Confío en que te guste.
LOVE
BYTES
Miranda
apagó el cigarrillo en el cenicero, encima de una colilla, intentando
no mancharse los dedos de ceniza. Apuró el café, que ya se había
enfriado, mientras miraba la pantalla y pensaba una frase para
finalizar su mensaje. “Así he pasado el día”, escribió. “Tú
has sido lo mejor que me ha ocurrido, como siempre”. Después de un
momento de vacilación, terminó con las palabras habituales.
“Siempre
a tu lado. Miranda”.
Realizó
un repaso rápido para comprobar que no había cometido faltas de
ortografía, porque siempre se le escapaba alguna, y lo envió sin
especificar un asunto ni copia para nadie. Sólo Avery debía leer
sus palabras.
Guardó
una copia del mensaje, se encendió otro cigarrillo y calentó agua
para hacer café. Mientras esperaba una respuesta se dio una ducha de
agua muy caliente, dejándola resbalar por su piel durante más
tiempo del habitual. Miró la pantalla, pero no había mensajes
nuevos. Se obligó a cenar, aunque no tenía hambre, y antes de
acostarse pasó de nuevo por delante de la pantalla. La bandeja de
entrada parpadeaba con un email no leído.
“Gracias.
Te quiero”.
–Yo
también te quiero –respondió ella en voz alta, sonriendo y
llevándose las manos al pecho sin darse cuenta. Esa noche durmió
tranquila y sin pesadillas, porque sabía que Avery, que vivía
postrado en una cama desde hacía años, seguía vivo.
Al día
siguiente, al llegar a casa después del trabajo, encendió el
ordenador. Antes de colocar la compra o de cambiarse de ropa revisó
su correo. Sabía que era muy difícil que Avery le hubiera escrito
un nuevo mensaje, porque le costaba comunicarse y pasaba la mayor
parte del tiempo durmiendo, pero sus palabras le alegraban el día,
le iluminaban de un modo que no podía explicar. No cruzaban más de
uno o dos mensajes a la semana, pero no siempre había sido así. Al
principio, los mensajes habían sido diarios.
La
relación comenzó cuando Avery era un hombre sano, completo e
independiente, y Miranda no era más que una niña asustadiza y
triste. Se habían conocido en un foro de videojuegos, y ésa tan
sólo fue la primera afición que descubrieron que tenían en común.
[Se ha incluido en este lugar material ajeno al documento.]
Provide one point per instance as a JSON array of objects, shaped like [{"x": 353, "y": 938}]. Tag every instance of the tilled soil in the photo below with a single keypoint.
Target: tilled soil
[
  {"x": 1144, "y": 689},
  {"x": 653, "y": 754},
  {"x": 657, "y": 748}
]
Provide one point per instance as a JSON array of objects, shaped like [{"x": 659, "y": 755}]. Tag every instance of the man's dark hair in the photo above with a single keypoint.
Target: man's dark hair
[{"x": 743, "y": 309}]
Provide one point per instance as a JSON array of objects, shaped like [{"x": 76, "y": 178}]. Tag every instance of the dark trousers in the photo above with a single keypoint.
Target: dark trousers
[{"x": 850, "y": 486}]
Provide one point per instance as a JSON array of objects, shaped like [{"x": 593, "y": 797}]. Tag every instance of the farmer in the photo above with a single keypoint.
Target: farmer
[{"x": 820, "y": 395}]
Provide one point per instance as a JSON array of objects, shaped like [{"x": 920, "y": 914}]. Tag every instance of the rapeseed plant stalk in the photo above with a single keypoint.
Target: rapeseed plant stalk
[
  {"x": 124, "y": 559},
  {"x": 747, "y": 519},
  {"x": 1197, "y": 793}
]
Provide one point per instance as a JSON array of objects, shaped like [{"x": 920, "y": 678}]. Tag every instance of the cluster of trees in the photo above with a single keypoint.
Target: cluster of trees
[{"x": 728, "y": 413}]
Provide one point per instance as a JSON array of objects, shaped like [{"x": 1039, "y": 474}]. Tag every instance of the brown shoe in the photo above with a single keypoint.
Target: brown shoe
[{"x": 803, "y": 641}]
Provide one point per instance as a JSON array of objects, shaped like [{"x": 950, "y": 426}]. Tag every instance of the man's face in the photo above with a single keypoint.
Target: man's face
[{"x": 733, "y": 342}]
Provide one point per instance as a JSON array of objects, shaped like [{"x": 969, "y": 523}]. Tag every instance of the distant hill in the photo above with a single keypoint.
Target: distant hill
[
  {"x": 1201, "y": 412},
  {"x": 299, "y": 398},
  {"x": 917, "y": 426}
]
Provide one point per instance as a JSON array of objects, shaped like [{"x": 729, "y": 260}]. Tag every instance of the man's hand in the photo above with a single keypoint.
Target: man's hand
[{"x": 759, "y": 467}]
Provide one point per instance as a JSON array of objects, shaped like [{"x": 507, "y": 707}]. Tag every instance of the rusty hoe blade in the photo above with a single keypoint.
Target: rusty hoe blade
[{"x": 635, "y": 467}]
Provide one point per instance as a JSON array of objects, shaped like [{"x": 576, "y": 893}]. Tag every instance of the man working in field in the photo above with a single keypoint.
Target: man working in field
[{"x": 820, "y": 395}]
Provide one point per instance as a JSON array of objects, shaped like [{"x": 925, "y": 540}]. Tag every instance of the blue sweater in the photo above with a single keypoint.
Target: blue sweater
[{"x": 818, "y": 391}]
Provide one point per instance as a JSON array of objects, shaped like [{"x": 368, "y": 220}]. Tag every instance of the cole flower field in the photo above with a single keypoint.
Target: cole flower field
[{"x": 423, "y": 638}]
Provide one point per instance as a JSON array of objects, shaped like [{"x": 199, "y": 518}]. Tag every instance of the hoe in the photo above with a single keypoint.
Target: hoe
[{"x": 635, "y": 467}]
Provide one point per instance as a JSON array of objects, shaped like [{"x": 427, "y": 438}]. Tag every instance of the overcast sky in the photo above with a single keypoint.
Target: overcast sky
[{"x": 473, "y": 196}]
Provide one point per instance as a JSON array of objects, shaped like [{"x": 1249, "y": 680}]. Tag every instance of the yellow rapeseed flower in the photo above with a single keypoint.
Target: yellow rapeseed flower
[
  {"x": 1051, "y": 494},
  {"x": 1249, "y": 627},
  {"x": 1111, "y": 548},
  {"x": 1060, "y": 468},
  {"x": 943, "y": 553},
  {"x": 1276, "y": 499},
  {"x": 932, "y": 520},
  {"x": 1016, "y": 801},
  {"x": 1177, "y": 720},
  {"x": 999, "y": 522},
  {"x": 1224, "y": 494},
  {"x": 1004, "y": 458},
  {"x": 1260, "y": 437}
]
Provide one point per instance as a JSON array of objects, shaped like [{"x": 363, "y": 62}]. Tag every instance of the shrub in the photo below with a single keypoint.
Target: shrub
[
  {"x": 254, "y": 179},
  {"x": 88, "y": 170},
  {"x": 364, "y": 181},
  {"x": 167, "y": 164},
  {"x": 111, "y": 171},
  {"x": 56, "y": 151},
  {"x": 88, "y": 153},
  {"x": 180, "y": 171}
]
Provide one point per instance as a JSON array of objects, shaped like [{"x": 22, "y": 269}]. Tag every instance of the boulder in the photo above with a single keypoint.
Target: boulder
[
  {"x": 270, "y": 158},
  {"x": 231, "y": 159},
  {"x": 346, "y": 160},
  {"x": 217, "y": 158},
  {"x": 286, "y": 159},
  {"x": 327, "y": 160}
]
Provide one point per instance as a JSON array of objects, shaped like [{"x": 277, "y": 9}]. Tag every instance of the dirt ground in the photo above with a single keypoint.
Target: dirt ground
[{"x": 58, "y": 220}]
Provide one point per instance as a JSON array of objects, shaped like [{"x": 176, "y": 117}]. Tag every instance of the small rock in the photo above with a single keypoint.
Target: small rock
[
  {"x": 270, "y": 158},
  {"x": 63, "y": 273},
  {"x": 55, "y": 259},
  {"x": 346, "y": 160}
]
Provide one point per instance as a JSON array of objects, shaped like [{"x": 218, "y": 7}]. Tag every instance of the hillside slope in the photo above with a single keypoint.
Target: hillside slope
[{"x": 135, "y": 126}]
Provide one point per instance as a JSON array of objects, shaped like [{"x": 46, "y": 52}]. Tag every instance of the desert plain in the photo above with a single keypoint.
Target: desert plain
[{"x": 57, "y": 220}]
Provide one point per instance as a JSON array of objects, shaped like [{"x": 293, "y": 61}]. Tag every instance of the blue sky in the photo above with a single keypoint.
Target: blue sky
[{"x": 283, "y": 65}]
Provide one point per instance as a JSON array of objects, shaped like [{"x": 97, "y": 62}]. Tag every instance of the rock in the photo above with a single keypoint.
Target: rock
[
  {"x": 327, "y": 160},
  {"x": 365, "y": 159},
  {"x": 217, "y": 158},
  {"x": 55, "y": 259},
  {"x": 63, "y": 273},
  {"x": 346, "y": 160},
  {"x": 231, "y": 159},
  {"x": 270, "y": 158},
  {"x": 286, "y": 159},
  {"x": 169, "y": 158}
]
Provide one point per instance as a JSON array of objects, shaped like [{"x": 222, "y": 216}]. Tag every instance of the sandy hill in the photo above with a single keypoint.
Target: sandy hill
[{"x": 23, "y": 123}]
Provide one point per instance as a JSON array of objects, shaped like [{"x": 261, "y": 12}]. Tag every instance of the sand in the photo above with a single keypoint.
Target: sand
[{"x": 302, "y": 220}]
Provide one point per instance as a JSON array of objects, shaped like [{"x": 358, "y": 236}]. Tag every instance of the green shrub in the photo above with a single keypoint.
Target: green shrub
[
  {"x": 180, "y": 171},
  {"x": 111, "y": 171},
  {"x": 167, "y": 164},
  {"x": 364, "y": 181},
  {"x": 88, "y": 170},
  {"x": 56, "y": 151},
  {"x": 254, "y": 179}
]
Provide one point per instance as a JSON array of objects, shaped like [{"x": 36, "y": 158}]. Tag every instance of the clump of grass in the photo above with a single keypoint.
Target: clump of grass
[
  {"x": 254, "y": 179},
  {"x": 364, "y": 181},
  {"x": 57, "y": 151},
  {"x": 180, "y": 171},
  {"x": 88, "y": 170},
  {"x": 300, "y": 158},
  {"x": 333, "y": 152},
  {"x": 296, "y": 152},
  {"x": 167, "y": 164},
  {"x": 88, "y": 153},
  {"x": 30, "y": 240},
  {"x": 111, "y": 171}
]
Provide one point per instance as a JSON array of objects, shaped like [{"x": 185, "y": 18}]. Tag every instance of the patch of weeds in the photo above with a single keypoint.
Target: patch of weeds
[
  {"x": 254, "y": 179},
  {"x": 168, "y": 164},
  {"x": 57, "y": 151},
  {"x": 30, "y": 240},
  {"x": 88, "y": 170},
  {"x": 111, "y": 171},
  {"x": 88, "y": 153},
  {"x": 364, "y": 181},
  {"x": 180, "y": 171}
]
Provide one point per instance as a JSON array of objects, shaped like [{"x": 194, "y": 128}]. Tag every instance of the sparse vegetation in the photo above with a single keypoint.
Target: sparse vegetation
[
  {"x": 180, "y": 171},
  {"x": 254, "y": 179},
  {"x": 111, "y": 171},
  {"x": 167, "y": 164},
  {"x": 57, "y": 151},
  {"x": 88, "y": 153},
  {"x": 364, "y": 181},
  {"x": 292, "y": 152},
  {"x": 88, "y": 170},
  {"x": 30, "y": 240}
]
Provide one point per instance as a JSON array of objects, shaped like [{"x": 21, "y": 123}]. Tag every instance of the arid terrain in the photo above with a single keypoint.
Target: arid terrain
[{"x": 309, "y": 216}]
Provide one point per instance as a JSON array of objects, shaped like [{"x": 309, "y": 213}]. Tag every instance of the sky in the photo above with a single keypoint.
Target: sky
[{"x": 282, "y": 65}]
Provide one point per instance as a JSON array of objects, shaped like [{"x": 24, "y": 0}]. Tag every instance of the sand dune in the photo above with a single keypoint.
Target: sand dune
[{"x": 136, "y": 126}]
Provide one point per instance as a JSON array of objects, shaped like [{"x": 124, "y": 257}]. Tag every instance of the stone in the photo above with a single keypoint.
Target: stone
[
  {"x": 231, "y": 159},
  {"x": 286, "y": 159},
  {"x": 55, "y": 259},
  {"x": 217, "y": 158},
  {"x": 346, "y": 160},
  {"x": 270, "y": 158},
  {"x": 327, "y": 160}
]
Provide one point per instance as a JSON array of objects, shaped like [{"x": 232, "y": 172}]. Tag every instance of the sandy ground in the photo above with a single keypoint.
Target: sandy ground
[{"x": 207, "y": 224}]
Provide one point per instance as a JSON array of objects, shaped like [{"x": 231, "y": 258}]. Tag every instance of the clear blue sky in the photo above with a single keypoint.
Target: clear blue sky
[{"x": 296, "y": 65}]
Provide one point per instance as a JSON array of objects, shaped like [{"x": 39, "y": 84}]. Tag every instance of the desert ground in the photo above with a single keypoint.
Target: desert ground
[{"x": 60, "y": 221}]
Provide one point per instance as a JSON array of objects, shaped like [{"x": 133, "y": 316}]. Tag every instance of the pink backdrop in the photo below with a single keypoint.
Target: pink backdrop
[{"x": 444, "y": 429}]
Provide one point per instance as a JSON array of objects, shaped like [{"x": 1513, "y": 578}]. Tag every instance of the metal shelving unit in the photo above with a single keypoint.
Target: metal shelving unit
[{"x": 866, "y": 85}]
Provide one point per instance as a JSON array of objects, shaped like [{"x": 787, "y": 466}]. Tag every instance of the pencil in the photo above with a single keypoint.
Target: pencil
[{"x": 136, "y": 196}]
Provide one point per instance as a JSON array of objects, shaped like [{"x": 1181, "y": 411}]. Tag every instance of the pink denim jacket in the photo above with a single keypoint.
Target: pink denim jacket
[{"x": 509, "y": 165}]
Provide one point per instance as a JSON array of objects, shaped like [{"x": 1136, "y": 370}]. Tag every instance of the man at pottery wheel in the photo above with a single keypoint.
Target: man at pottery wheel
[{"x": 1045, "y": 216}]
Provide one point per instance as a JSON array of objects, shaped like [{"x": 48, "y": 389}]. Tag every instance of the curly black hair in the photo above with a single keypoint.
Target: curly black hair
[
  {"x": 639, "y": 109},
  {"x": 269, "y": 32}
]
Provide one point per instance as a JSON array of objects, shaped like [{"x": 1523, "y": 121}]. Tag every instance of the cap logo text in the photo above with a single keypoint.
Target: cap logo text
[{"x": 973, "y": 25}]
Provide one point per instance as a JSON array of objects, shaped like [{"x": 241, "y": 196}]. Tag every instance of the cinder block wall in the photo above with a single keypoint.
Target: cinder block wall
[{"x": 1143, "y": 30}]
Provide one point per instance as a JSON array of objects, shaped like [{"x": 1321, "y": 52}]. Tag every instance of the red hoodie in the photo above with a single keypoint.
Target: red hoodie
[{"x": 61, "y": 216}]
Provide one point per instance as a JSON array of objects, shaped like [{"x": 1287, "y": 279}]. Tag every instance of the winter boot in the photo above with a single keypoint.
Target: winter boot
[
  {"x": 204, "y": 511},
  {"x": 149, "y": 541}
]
La primera de muchas. Primero se limitaron a hablar en foros
públicos, más tarde comenzaron a cruzar mensajes privados y,
después de pensárselo mucho, decidieron quedar y conocerse.
Miranda
era tímida hasta rozar la fobia social, y él era mucho mayor que
ella. A pesar de todo, pasaron un día entero juntos como si fueran
amigos de toda la vida. Se despidieron con un roce suave, casi
imperceptible, sin saber muy bien si existía una línea invisible
entre ellos que no debieran cruzar, pero antes de separarse se dieron
la vuelta al mismo tiempo, se abrazaron y se fundieron en un beso que
duró toda la noche. Y que el sol saliera por donde tuviera que
salir.
Por la
mañana, Avery se montó en su coche y, mientras conducía hacia su
casa, derrapó en una curva, cayó por un terraplén y dio tres
vueltas de campana antes de detenerse. Su columna se llevó la peor
parte. No fue un conductor borracho que había invadido su carril. No
sucedió por conducir demasiado rápido o por despistarse. Los
accidentes a veces simplemente ocurren.
Desde
ese momento, Avery vivió postrado en una cama. Cuando tenía un buen
día leía su correo, navegaba un poco por Internet y contestaba a
Miranda. A veces se limitaba a dormir, a soñar con ella y luego, a
través de un voluntario que iba a su casa dos veces por semana, a
contárselo en un email.
Pasaron
años comunicándose de ese modo, hasta que llegó un momento en el
que ya fue demasiado tarde para volver a verse. Miranda comenzó a
perder peso y pronto supo que se estaba muriendo, lo decían los
médicos y lo decía su cuerpo delgado y pálido cuando se miraba en
un espejo. A pesar de todo, siempre había sido una persona muy
positiva y, una vez superado el mal trago inicial, tuvo claro lo que
debía hacer mientras le quedaran fuerzas.
Se
despidió de los amigos, de los familiares y de las personas que le importaban, pero no se atrevió a hacer lo mismo con Avery. Con él
no. No sería justo y no le beneficiaría en nada. Confiando en que
él nunca se enterara, decidió mentirle.
Los
mensajes que se cruzaban no guardaban relación unos con otros. No
había preguntas y respuestas, sino simples exposiciones, comentarios
entre amigos que no hacían referencia más que a sus sentimientos.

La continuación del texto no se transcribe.